Custom collector written in Python 3 that can run any external script/command and export the output as prometheus metrics. The scripts are run at the desired interval by the scheduler, like a cron job.
For this to run, it needs one or more *.json
files with the following format:
{
"global_labels": {
"dc": "TM01",
"room": "SCA",
"stage": "Production"
},
"scripts": [
{"script": "scripts/mc4_check.py", "interval": "60", "metric": "mc4_status",
"params": ["prd-10017-mc4", "svc", 8084], "HELP": "Check MConnect4 Application", "TYPE": "gauge",
"labels": {"project": "10017 - DTAG PROD"}},
{"script": "scripts/dps_check.py", "interval": "120", "metric": "dps_status",
"params": ["prd-10043-dps", "tbox", 16080], "HELP": "Check DPS Application", "TYPE": "gauge",
"labels": {"project": "10043 - DPS PROD"}}
]
}
In this file, we define each external script/command that needs to be run as an item with a couple of parameters: the script name (keep in mind that it should have execute permissions), the interval at which it will be run by the scheduler (in seconds), the desired prometheus metric name, the parameters that need to be passed to the script (if any) and finally the prometheus specific details, HELP and metric TYPE.
interval
, TYPE
, HELP
can be omited, they have default values (interval
- 600 seconds, TYPE
- gauge and a generic HELP
message. Also, the params
section can be omitted altogether if the script takes no parameters.
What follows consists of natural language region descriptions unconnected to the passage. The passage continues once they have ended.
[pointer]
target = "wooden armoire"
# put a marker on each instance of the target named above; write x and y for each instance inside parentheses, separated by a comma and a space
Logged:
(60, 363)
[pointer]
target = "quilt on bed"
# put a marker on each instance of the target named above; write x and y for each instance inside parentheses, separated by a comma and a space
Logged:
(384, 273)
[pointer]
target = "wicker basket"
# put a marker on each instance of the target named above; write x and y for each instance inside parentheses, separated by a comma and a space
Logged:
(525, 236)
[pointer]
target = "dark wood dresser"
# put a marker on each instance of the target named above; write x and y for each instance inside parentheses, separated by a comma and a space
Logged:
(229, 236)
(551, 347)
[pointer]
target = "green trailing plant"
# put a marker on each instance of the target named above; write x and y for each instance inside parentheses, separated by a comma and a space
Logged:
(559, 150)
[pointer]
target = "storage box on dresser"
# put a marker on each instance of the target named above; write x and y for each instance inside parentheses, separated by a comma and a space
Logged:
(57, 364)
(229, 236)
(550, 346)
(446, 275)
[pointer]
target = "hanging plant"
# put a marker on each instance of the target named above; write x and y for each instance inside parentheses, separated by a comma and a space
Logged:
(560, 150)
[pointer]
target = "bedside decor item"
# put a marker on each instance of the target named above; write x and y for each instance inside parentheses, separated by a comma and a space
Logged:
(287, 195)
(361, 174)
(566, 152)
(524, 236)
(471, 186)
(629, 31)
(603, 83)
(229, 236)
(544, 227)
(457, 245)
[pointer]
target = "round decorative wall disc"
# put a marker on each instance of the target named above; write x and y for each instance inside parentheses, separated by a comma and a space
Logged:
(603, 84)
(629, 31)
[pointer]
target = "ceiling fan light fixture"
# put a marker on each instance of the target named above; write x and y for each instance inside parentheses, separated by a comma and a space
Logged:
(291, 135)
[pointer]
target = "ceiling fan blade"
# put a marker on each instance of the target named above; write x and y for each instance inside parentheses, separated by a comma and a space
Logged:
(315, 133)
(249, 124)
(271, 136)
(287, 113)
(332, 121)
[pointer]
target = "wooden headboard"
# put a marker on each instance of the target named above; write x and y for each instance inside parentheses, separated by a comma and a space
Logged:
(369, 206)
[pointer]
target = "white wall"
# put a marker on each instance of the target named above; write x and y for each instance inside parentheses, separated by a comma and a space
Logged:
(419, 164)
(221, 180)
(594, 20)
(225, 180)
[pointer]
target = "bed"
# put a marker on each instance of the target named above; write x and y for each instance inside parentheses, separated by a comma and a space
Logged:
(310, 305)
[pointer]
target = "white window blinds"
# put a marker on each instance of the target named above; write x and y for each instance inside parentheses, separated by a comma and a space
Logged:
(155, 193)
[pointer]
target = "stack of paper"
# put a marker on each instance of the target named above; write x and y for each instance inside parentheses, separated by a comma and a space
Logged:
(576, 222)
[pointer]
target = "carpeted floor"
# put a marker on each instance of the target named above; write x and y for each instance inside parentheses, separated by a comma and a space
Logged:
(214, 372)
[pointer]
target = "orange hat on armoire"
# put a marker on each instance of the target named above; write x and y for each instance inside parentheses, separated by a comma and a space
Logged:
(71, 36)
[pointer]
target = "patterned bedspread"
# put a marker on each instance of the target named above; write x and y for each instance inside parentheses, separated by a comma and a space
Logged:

If we have the same label both in the main global_labels
section and in a script
section, the global one will be overwritten.
The scripts can either be run as-is, the collector captures their output and if integer or float it will just expose the metric with the desired labels added (global ones are applied for all the scripts in the file). iIn this case, one more label named component
with value main
will be added by default. For better usability the scripts to be run can be modified to output JSON data instead of a simple value. This is useful in case the script can return more than one value in a single run (for ex. one end-point that returns the status for multiple components in one shot). Example JSON output below:
{'health': 200, 'DB': 1, 'Cassandra': 0, 'HSM': 1}
In this case, 4 new timeseries will be created with the desired metric name but with the label component
holding the value of the component. Example:
test_status{component="health",...}
(there will be more labels added, defined in the global_labels section and in each script section).
Both global_labels
and labels
sections can be omitted if not needed. In fact, the module can start with a config file as simple as {"scripts": []}
(in this case, no script/command will run).